DVD/150: 7TH HEAVEN (Frank Borzage, 1927)

Sometimes you just have to be swept away...

For 7TH HEAVEN Borzage cast two actors in their 20s, who had been progressing at Fox recently.

Casting Janet Gaynor and Charles Farrell was a masterstroke: their chemistry remains electric and they appeared in eleven more films together, silents and talkies.

Chico, a street-cleaner, saves innocent Diane from being beaten in the street by her bullying sister.

Chico tells the police that they are married to stop homeless Diane from being arrested, and takes her to his attic rooms above the slums of Paris, sleeping separately naturally!

Diane agrees to leave after the police have verified she lives there but by then, they are in love.

But WWI interrupts their plans so they perform their own marriage ceremony, exchanging holy medals.  They swear to 'visit' every other at 11am, their own moment together.

But can love keep them safe from war?

Shelf or charity shop? A definite keeper.
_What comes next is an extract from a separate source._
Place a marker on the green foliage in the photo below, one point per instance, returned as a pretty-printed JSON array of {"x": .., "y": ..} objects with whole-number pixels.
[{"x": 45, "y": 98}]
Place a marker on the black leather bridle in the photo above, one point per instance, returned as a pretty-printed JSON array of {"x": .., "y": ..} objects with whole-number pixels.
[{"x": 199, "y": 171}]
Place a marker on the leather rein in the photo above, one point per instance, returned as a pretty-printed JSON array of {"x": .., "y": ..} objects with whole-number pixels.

Frank Borzage's romantic, lyrical masterpiece, transcends it's melodramatic plot to deliver a sweeping vision of the all-consuming power of love; he later revisited the idea of two lovers separated by WWI in his 1932 version of A FAREWELL TO ARMS.  7TH HEAVEN still looks wonderful with great cinematography that sweeps you through the story, most notably where the camera follows the lovers climbing the stairs to his attic rooms in one seemingly fluid ascending shot.  Gaynor and Farrell are glorious - her performance is all the more remarkable considering she was filming FW Murnau's SUNRISE on neighbouring soundstages at the same time.  Janet Gaynor won the first-ever Academy Award for Best Actress for her roles in 7TH HEAVEN, SUNRISE and Borzage's STREET ANGEL (the Academy stopped multi-nominations soon after) and she remained the youngest-ever Best Actress winner for 57 years.  Frank Borzage won his first Best Director Academy Award for 7TH HEAVEN, and the film also won for Adapted Screenplay.  A special mention to the delightful supporting performances of Albert Gran, David Butler and George E Stone as Chico's best friends and the memorable villainess of Gladys Brockwell as Diane's sister Nana.